[antlr-interest] idea: lexer "sync points"

Thu Feb 7 10:33:08 PST 2008

Hi!

On Feb 7, 2008, at 7:08 PM, J Chapman Flack wrote:

> In some previous thread I glimpsed a statement passing by suggesting
> that ANTLR 3 currently generates a lexer that tokenizes the entire
> input before parsing begins.

That is the out-of-the-box behavior, right.

> 1. Did I hear that right?  (If not, can someone give a quick summary  
> of
>   the right way to understand how an ANTLR 3 lexer really does manage
>   its input character stream and output token stream buffers?  In that
>   case, some of the rest of this message may become moot.)
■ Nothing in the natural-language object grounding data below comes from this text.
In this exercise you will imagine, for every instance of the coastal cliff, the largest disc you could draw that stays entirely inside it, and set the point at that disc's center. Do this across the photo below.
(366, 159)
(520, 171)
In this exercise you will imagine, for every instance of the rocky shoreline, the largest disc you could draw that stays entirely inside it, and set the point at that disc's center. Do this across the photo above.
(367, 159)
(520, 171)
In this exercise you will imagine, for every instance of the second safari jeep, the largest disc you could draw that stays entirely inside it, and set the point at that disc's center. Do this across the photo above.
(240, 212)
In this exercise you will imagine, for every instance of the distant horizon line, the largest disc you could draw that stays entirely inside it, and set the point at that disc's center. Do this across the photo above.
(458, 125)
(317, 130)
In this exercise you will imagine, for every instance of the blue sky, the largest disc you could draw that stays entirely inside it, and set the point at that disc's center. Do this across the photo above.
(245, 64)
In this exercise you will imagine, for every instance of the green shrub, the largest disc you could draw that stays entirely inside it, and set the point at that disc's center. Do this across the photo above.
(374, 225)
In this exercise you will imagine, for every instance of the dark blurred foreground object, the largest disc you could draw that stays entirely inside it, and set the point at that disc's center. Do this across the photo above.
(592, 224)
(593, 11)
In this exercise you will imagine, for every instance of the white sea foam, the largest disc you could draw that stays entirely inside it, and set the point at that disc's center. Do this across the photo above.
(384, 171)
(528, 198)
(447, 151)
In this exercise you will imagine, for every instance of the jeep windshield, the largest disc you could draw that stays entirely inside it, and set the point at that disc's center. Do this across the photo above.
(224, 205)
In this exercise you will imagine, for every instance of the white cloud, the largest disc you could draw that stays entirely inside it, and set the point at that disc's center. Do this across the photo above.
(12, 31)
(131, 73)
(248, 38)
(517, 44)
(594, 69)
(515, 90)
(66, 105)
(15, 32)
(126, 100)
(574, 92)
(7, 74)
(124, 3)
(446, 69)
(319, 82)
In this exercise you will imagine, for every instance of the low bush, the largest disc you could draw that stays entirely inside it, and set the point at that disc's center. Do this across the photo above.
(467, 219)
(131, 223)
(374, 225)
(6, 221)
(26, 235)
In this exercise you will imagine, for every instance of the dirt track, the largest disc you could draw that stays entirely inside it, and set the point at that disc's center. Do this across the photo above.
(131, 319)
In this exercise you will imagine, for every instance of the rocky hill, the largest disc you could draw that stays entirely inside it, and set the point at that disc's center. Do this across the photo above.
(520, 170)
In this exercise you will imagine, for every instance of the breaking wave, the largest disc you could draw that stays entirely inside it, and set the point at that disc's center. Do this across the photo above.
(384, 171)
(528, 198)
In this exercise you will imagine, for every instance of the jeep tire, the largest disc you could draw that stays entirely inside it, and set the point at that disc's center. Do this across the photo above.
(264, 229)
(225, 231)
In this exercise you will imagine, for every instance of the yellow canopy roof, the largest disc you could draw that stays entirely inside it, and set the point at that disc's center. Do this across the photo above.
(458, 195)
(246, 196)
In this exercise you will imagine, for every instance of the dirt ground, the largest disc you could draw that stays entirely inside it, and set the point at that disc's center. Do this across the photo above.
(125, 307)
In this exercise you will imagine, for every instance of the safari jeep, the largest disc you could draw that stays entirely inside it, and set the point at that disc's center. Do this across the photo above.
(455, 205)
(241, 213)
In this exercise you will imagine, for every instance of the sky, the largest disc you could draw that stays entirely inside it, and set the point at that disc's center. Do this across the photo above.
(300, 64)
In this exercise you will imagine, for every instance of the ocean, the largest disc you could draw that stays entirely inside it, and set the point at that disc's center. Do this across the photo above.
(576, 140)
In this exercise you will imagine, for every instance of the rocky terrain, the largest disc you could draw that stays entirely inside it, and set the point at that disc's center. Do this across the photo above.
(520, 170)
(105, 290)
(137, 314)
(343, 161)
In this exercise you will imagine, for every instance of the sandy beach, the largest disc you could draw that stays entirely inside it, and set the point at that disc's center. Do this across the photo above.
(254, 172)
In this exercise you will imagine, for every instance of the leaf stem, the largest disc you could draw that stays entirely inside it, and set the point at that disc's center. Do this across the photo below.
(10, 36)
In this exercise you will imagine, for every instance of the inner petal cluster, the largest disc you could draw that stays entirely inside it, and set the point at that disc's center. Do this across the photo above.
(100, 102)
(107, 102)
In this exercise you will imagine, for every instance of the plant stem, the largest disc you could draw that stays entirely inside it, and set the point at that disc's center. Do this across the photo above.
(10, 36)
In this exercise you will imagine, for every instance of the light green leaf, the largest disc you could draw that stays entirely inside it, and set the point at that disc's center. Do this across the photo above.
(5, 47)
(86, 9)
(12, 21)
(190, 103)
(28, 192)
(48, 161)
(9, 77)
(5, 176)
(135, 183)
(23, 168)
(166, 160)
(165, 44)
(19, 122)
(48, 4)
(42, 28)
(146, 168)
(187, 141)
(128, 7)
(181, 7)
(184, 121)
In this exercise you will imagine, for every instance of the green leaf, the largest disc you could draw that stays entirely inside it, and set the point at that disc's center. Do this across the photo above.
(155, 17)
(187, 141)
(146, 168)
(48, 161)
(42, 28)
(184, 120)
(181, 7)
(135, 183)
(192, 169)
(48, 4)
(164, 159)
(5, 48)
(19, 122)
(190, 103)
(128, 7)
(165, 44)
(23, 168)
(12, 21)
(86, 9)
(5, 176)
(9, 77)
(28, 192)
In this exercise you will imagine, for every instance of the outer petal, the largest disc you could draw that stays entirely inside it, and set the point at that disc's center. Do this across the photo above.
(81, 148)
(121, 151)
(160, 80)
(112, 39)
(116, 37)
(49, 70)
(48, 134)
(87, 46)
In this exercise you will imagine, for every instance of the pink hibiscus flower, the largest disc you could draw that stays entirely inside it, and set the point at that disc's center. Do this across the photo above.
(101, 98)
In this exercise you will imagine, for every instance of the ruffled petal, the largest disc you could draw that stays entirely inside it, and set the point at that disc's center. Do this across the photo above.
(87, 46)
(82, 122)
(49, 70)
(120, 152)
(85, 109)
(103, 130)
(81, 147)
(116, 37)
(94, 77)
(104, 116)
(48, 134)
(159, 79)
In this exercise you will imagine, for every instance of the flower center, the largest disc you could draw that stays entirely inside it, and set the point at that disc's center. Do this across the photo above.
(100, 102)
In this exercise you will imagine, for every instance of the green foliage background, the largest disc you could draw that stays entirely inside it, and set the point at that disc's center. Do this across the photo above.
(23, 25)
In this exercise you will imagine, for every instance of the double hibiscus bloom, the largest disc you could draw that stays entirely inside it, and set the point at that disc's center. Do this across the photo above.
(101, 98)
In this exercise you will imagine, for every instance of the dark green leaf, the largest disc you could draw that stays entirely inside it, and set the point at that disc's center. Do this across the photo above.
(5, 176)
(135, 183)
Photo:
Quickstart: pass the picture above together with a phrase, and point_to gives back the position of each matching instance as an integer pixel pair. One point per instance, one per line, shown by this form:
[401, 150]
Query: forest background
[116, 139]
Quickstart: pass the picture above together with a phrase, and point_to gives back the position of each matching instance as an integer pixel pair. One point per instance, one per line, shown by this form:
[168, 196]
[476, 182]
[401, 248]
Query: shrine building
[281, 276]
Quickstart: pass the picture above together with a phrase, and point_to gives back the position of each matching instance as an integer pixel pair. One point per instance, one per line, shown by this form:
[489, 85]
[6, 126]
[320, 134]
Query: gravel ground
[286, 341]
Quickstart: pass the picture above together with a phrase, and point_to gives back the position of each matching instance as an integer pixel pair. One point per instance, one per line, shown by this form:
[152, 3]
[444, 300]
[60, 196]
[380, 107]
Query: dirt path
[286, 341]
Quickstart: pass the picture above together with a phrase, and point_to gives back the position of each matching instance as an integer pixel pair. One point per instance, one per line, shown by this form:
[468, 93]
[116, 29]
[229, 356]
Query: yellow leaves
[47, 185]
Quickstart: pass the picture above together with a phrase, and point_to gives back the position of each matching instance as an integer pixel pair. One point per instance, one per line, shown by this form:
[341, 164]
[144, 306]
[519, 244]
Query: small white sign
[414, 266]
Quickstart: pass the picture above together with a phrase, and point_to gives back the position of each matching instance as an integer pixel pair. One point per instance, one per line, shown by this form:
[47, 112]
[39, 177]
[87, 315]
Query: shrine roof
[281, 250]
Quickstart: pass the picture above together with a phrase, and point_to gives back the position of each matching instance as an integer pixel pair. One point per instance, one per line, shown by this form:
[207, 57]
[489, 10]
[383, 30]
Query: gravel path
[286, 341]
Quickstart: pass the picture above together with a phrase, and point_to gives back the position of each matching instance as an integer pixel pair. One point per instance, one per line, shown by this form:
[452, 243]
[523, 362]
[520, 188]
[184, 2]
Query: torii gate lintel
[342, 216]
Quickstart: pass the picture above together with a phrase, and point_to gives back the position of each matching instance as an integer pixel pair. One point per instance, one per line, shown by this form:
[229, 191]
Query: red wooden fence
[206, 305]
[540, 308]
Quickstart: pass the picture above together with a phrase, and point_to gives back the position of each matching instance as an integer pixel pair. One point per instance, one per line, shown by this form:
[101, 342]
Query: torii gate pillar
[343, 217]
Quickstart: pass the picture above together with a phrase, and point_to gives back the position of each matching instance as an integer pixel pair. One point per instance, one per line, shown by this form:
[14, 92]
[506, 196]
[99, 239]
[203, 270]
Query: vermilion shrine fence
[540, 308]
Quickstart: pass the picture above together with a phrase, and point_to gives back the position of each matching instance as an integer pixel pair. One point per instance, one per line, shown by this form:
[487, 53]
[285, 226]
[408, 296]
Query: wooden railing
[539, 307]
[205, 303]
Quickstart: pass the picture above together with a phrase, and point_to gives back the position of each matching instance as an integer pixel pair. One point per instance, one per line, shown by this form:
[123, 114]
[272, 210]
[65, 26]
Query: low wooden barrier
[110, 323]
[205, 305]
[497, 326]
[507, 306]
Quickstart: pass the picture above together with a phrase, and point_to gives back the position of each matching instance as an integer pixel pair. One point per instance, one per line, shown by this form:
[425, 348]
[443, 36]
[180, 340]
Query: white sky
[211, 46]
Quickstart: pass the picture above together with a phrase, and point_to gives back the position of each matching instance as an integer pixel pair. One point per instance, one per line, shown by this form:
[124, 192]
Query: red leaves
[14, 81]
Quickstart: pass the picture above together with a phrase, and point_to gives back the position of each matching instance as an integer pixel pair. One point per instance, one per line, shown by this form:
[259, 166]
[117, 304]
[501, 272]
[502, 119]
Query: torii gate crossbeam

But there's more to the story:
A lexer is passed the character stream (via a stringstream object or  
similar) and
will ask it for chars.
The lexer itself only knows how to get the next token (via nextToken()  
in interface TokenSource for Java).

It is the fillBuffer method in CommonTokenStream that actually is  
responsible for pulling in all the tokens. If you do now want this  
behavior (maybe because you are reading input from a socket or pipe)  
you could easily provide a different buffered or unbuffered  
TokenStream implementation.

The parser uses the TokenStream interface to get new tokens as it  
needs lookahead information or wants to seek on the stream (or  
whatever you do in actions/sempreds etc).

I think that answers the question, right?

HTH,
-k
-- 
Kay Röpke
http://classdump.org/